Thus reduced to its essentials, the charge of arbitrariness and capriciousness rests entirely on the consistent refusal of the Tennessee Legislature over the past 60 years to alter a pattern of apportionment that was reasonable when conceived.


A Federal District Court is asked to say that the passage of time has rendered the 1901 apportionment obsolete to the point where its continuance becomes vulnerable under the Fourteenth Amendment. But is not this matter one that involves a classic legislative judgment? Surely it lies within the province of a state legislature to conclude that an existing allocation of senators and representatives constitutes a desirable balance of geographical and demographical representation, or that in the interest of stability of government it would be best to defer for some further time the redistribution of seats in the state legislature.

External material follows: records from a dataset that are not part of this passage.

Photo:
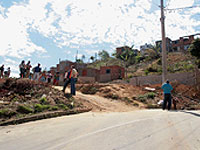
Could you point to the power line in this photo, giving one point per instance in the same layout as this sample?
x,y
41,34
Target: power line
x,y
168,4
183,8
155,4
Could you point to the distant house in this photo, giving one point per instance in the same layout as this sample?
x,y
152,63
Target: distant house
x,y
183,43
145,47
120,50
168,44
104,74
115,72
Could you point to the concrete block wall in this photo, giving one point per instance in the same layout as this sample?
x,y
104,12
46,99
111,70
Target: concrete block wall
x,y
187,78
105,78
86,79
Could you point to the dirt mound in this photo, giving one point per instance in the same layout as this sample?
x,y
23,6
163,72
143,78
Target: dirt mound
x,y
187,97
22,97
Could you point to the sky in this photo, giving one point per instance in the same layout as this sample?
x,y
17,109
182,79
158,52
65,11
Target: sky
x,y
46,31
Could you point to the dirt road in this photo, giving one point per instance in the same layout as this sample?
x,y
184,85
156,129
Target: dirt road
x,y
142,129
102,104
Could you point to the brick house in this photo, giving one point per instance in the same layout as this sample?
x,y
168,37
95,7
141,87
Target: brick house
x,y
119,50
116,72
183,43
168,44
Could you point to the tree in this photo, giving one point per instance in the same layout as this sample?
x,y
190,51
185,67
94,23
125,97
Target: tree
x,y
79,60
157,49
195,48
128,57
92,58
83,58
104,55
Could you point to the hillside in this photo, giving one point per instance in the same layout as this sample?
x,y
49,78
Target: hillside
x,y
177,62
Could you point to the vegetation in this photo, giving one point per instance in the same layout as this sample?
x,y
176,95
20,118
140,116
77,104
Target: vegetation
x,y
149,63
195,50
25,109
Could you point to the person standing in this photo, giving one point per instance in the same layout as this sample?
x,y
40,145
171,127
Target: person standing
x,y
28,67
7,73
1,71
37,71
56,79
74,75
167,88
67,79
42,77
22,69
49,76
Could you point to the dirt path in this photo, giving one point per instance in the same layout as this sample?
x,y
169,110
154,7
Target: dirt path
x,y
99,104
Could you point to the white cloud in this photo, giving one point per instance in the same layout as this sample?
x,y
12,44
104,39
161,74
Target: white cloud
x,y
78,23
180,3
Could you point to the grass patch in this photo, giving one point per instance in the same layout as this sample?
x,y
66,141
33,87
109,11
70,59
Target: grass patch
x,y
41,108
43,100
24,109
6,113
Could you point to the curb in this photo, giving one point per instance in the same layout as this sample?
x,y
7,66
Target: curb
x,y
43,116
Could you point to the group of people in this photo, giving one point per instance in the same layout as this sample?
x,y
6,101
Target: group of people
x,y
36,75
4,73
46,77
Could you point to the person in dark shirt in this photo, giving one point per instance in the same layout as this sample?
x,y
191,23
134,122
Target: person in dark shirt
x,y
167,88
1,71
67,79
22,69
36,71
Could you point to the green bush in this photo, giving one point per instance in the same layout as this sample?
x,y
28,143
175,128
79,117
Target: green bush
x,y
54,108
146,72
24,109
43,100
40,108
6,113
62,106
135,104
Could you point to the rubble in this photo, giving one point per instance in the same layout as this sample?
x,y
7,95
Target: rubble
x,y
22,97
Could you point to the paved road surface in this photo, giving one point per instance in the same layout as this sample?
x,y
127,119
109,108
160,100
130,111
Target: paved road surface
x,y
137,130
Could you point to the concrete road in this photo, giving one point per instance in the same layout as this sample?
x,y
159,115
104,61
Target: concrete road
x,y
137,130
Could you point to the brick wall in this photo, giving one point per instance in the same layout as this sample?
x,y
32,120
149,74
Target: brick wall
x,y
187,78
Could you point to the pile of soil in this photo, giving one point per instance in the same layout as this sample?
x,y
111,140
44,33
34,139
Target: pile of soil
x,y
22,97
186,97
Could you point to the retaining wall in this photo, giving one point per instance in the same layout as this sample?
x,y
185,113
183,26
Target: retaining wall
x,y
187,78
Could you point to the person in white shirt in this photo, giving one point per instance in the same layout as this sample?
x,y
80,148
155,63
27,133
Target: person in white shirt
x,y
74,75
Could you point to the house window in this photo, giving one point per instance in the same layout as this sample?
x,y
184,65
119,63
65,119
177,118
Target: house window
x,y
107,71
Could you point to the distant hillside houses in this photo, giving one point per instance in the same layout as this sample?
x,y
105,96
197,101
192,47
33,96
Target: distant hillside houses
x,y
104,74
180,45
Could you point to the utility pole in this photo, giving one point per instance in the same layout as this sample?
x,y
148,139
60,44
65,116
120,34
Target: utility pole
x,y
164,61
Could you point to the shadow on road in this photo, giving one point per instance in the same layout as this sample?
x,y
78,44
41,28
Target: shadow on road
x,y
67,95
192,113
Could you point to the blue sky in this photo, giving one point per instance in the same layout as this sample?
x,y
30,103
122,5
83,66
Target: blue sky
x,y
45,31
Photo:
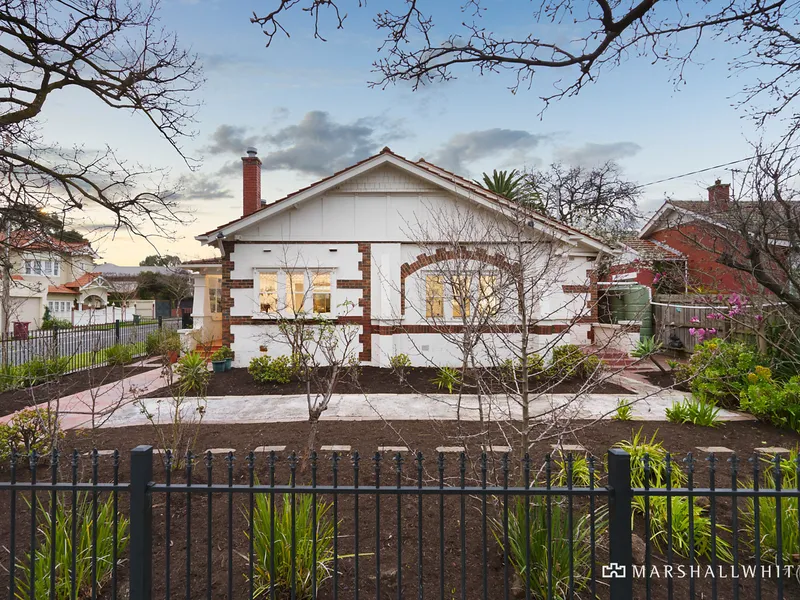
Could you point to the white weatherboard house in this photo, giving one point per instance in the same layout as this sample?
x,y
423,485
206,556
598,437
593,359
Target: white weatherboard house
x,y
346,241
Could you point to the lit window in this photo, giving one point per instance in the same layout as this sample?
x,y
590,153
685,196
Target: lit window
x,y
215,295
461,287
488,302
322,292
295,291
434,296
268,292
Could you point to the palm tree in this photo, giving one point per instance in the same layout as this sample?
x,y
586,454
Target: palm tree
x,y
514,186
504,183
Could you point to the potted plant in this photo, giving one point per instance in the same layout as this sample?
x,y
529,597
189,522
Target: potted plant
x,y
218,361
226,353
171,347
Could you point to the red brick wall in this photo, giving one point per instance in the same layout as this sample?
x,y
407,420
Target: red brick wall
x,y
702,245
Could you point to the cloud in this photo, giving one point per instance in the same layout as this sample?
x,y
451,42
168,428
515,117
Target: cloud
x,y
201,187
465,148
592,154
230,139
318,145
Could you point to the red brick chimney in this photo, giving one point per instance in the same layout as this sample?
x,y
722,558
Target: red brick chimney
x,y
251,182
719,194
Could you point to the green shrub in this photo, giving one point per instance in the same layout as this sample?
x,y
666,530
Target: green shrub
x,y
660,528
192,370
119,354
556,528
568,361
695,411
62,545
399,363
447,378
772,401
304,532
717,370
624,411
281,369
640,448
513,372
29,430
788,543
11,378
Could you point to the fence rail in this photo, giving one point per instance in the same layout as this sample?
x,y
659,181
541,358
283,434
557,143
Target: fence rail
x,y
397,526
84,346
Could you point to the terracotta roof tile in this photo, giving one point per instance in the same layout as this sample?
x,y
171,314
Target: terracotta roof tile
x,y
457,179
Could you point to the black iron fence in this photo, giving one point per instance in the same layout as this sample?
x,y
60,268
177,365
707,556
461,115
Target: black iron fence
x,y
84,346
398,526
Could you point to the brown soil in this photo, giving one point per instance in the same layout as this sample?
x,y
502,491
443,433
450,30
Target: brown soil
x,y
375,380
366,436
73,383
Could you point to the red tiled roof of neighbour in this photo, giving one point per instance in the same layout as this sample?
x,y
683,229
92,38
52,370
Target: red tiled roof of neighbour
x,y
82,280
489,195
652,250
60,289
203,261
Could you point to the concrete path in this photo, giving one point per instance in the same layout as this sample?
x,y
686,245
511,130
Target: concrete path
x,y
648,403
77,410
115,405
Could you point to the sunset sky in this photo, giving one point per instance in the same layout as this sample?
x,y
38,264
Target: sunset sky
x,y
307,107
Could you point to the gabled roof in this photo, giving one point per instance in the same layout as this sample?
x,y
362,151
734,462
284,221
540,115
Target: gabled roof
x,y
38,241
764,216
422,169
651,249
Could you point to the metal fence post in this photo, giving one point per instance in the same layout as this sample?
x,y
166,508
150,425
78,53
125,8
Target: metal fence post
x,y
141,525
620,568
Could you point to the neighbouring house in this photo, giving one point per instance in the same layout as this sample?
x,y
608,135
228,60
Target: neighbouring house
x,y
126,287
50,273
673,275
347,240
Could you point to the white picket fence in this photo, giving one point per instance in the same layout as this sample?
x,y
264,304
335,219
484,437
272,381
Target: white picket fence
x,y
99,316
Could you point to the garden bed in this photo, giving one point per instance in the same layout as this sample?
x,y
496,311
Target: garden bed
x,y
366,437
375,380
65,385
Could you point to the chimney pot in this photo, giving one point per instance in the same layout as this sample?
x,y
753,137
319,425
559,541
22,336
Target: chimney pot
x,y
251,182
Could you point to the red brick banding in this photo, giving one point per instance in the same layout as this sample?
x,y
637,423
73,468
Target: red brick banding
x,y
424,260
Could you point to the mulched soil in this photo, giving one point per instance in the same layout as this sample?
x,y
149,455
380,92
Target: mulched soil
x,y
375,380
73,383
366,437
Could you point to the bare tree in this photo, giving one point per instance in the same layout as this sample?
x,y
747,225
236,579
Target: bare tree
x,y
115,51
321,339
597,199
418,48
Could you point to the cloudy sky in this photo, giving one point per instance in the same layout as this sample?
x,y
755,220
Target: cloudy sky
x,y
307,107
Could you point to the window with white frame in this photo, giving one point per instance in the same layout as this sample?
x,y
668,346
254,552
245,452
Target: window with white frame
x,y
268,292
43,267
434,296
59,306
454,298
215,294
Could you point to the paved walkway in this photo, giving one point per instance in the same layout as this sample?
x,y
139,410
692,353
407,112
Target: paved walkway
x,y
115,405
648,403
77,410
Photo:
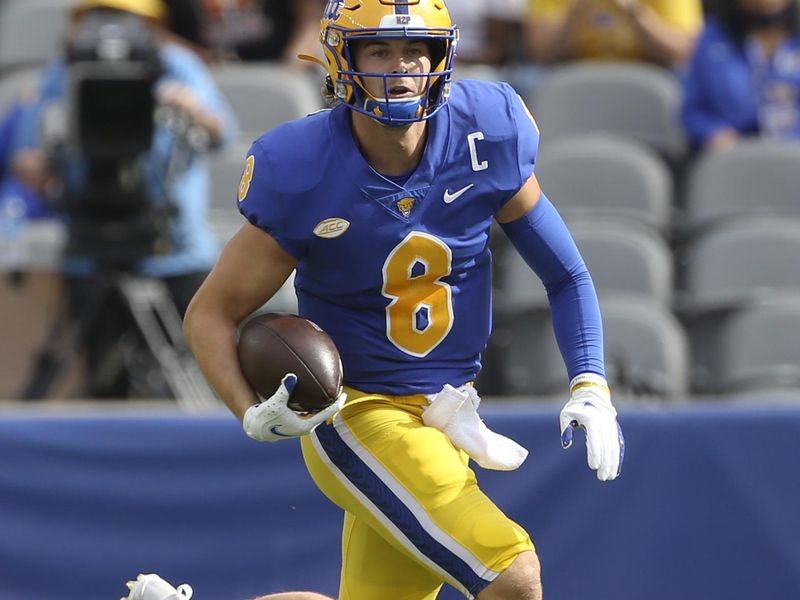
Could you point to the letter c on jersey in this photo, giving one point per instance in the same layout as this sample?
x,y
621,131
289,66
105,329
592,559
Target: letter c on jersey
x,y
331,228
473,152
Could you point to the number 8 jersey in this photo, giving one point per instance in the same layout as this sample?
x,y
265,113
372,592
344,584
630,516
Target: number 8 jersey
x,y
397,270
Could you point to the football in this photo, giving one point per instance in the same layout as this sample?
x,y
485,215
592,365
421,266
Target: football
x,y
272,345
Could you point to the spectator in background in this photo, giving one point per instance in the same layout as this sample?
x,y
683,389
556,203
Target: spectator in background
x,y
490,30
744,77
185,22
273,30
12,187
658,31
171,170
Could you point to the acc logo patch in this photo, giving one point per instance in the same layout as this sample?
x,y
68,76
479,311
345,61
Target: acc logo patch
x,y
331,228
405,206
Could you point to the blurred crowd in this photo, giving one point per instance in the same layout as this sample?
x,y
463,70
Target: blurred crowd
x,y
736,64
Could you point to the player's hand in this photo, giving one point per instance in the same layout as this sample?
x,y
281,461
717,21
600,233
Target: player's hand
x,y
272,420
590,409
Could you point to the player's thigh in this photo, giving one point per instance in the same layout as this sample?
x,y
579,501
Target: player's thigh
x,y
374,569
411,485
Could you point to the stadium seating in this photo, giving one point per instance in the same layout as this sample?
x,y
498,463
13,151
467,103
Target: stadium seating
x,y
264,95
634,100
31,31
603,177
626,260
754,177
742,260
647,352
759,346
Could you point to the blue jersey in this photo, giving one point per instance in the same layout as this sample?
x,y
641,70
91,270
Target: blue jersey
x,y
397,273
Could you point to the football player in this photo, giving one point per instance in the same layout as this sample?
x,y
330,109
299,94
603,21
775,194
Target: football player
x,y
382,207
149,586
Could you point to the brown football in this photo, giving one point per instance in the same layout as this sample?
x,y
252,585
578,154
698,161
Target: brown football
x,y
272,345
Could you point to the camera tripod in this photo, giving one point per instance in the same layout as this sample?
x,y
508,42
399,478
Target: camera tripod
x,y
158,324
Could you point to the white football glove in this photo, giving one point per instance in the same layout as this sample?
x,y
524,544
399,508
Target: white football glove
x,y
455,413
272,420
590,408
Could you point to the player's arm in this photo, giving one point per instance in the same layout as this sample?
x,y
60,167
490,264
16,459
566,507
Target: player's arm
x,y
250,270
541,237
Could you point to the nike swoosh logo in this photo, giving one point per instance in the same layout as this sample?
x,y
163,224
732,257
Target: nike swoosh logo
x,y
274,431
448,197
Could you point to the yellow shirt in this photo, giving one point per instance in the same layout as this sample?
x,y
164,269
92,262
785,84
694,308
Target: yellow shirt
x,y
607,33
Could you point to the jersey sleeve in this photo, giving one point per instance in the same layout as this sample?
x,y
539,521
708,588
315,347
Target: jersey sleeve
x,y
527,134
262,204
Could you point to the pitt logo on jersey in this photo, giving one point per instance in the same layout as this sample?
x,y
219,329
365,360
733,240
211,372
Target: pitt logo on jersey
x,y
405,206
331,228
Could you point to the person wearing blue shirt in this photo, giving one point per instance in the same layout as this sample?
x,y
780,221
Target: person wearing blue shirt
x,y
382,208
185,85
744,76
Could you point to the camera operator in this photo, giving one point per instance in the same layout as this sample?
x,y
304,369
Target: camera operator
x,y
168,172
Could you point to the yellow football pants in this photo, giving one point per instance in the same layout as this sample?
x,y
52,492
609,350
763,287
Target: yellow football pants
x,y
415,517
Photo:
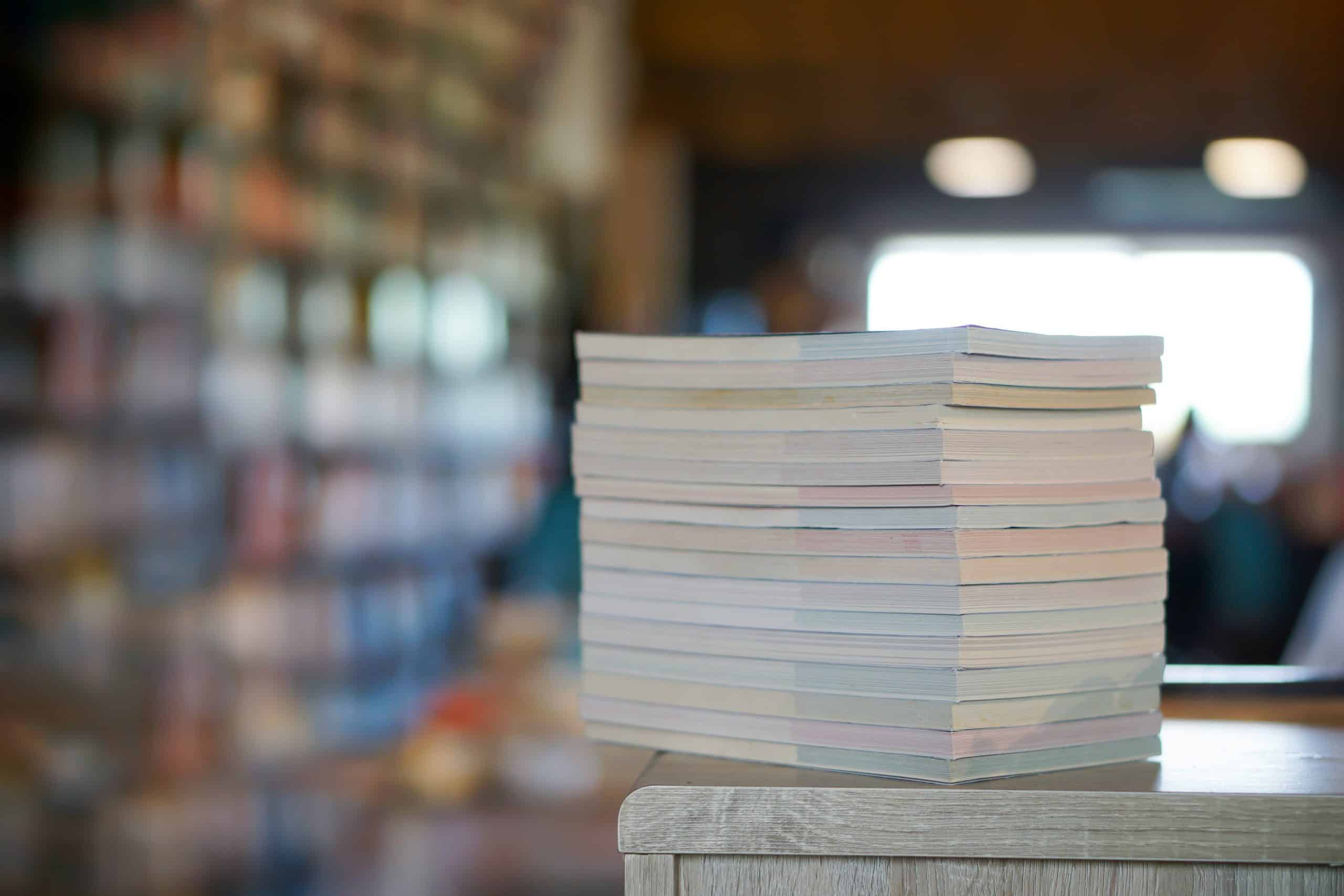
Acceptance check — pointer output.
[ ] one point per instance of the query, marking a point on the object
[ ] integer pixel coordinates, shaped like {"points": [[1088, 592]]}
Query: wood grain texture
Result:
{"points": [[1221, 800], [838, 876], [651, 875]]}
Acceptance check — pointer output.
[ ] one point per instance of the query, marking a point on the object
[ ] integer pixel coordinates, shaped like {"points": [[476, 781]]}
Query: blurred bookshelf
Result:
{"points": [[279, 367]]}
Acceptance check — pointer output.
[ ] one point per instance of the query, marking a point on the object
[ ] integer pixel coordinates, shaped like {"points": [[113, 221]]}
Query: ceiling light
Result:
{"points": [[980, 167], [1256, 167]]}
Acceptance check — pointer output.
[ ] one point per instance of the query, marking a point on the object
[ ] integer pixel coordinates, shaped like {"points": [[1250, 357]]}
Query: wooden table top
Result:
{"points": [[1221, 792]]}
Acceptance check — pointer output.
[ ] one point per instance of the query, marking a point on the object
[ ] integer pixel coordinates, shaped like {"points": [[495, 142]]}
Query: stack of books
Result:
{"points": [[927, 554]]}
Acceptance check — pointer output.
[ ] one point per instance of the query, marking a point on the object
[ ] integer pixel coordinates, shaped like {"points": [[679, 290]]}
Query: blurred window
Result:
{"points": [[1238, 324]]}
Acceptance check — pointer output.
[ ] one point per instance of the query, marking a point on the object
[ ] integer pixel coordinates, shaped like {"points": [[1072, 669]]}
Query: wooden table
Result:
{"points": [[1230, 808]]}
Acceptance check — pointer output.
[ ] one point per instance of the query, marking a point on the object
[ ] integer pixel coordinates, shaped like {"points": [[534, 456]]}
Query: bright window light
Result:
{"points": [[1238, 324]]}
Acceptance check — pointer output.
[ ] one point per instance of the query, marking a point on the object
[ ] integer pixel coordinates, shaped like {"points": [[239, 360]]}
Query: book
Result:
{"points": [[877, 597], [948, 772], [1055, 567], [915, 742], [859, 446], [911, 683], [882, 518], [788, 347], [867, 496], [930, 554], [874, 543], [858, 418], [941, 715], [877, 623], [877, 650], [1034, 471], [875, 371], [959, 394]]}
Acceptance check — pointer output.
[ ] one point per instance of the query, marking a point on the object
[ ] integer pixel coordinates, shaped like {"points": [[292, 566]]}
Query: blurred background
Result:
{"points": [[288, 556]]}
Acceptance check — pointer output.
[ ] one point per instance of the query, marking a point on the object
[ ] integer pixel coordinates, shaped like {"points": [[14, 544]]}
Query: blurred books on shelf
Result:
{"points": [[279, 402]]}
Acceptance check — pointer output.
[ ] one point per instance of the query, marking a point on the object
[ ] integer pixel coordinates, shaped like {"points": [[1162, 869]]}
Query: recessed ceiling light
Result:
{"points": [[1256, 167], [980, 167]]}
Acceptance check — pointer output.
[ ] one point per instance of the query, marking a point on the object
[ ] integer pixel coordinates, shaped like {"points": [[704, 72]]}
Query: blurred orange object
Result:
{"points": [[468, 708]]}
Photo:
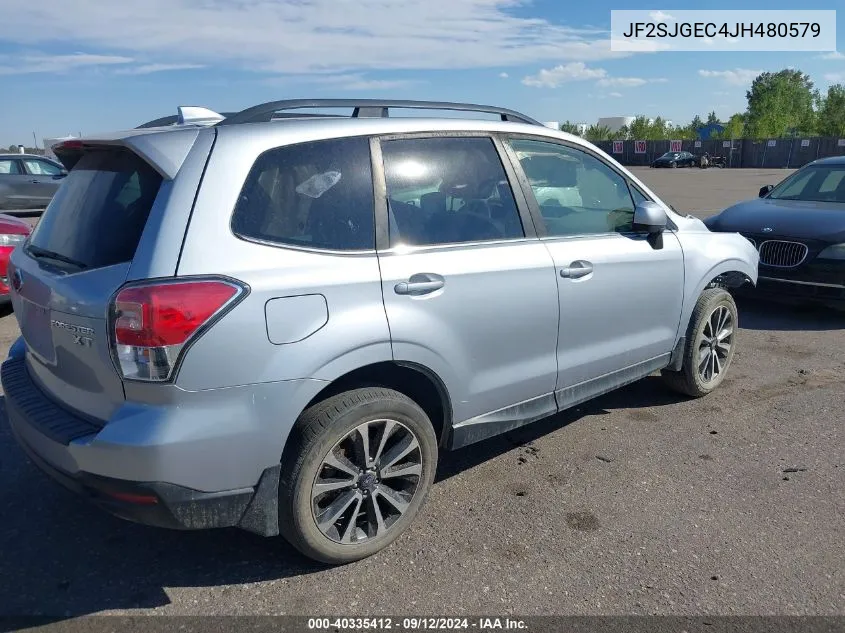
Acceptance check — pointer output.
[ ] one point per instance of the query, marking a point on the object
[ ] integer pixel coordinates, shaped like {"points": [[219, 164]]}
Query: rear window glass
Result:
{"points": [[98, 213], [317, 195]]}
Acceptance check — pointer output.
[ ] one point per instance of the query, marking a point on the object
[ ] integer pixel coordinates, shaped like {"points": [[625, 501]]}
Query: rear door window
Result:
{"points": [[314, 195], [38, 167], [448, 191], [98, 214]]}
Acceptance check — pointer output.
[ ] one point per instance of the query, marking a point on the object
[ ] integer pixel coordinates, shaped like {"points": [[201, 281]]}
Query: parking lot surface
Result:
{"points": [[640, 502]]}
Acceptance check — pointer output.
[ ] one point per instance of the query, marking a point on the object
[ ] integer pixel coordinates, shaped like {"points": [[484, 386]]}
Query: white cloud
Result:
{"points": [[628, 82], [553, 77], [660, 16], [39, 63], [147, 69], [306, 36], [735, 77]]}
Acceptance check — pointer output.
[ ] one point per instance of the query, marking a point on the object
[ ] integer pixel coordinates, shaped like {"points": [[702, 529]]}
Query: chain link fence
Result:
{"points": [[785, 153]]}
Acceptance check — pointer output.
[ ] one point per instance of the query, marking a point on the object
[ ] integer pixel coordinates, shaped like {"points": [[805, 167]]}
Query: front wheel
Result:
{"points": [[357, 470], [710, 344]]}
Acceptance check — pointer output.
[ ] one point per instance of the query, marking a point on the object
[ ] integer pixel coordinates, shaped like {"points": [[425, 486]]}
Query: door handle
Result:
{"points": [[420, 284], [576, 270]]}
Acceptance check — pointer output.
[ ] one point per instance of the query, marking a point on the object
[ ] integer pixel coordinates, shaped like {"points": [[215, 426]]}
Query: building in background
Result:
{"points": [[615, 123], [707, 130]]}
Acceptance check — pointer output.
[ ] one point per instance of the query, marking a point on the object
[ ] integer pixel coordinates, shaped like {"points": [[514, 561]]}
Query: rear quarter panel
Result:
{"points": [[238, 349]]}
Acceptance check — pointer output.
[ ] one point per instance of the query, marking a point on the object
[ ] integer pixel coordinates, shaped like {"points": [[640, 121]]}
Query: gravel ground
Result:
{"points": [[637, 503]]}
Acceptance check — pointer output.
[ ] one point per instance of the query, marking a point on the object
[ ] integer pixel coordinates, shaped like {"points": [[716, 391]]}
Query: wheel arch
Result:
{"points": [[416, 381]]}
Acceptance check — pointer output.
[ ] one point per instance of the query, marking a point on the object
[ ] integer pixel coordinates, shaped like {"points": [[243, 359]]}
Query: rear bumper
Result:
{"points": [[144, 465], [151, 503]]}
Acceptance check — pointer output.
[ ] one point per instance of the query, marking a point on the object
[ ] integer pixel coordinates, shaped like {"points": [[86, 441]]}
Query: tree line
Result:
{"points": [[779, 105]]}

Indeed, I would hardly think it unconstitutional if a state legislature's expressed reason for establishing or maintaining an electoral imbalance between its rural and urban population were to protect the State's agricultural interests from the sheer weight of numbers of those residing in its cities. A State may, after all, take account of the interests of its rural population in the distribution of tax burdens, e.g., American Sugar Rfg. Co. v. State of Louisiana, 179 U.S. 89, 21 S.Ct. 43, 45 L.Ed. 102, and recognition of the special problems of agricultural interests has repeatedly been reflected in federal legislation, e.g., Capper-Volstead Act, 42 Stat. 388, 7 U.S.C.A. §§ 291, 292; Agricultural Adjustment Act of 1938, 52 Stat. 31, 7 U.S.C.A. § 601 et seq. Even the exemption of agricultural activities from state criminal statutes of otherwise general application has not been deemed offensive to the Equal Protection Clause. Tigner v. State of Texas, 310 U.S. 141, 60 S.Ct. 879, 84 L.Ed. 1124. Does the Fourteenth Amendment impose a stricter limitation upon a State's apportionment of political representatives to its central government? I think not. These are matters of local policy, on the wisdom of which the federal judiciary is neither permitted nor qualified to sit in judgment.


The suggestion of my Brother FRANKFURTER that courts lack standards by which to decide such cases as this, is relevant not only to the question of 'justiciability,' but also, and perhaps more fundamentally, to the determination whether any cognizable constitutional claim has been asserted in this case. Courts are unable to decide when it is that an apportionment originally valid becomes void because the factors entering into such a decision are basically matters appropriate only for legislative judgment. And so long as there exists a possible rational legislative policy for retaining an existing apportionment, such a legislative decision cannot be said to breach the bulwark against arbitrariness and caprice that the Fourteenth Amendment affords. Certainly, with all due respect, the facile arithmetical argument contained in Part II of my Brother CLARK's separate opinion (369 U.S., pp. 253—258, 82 S.Ct. pp. 729—732) provides no tenable basis for considering that there has been such a breach in this instance. (See the Appendix to this opinion.)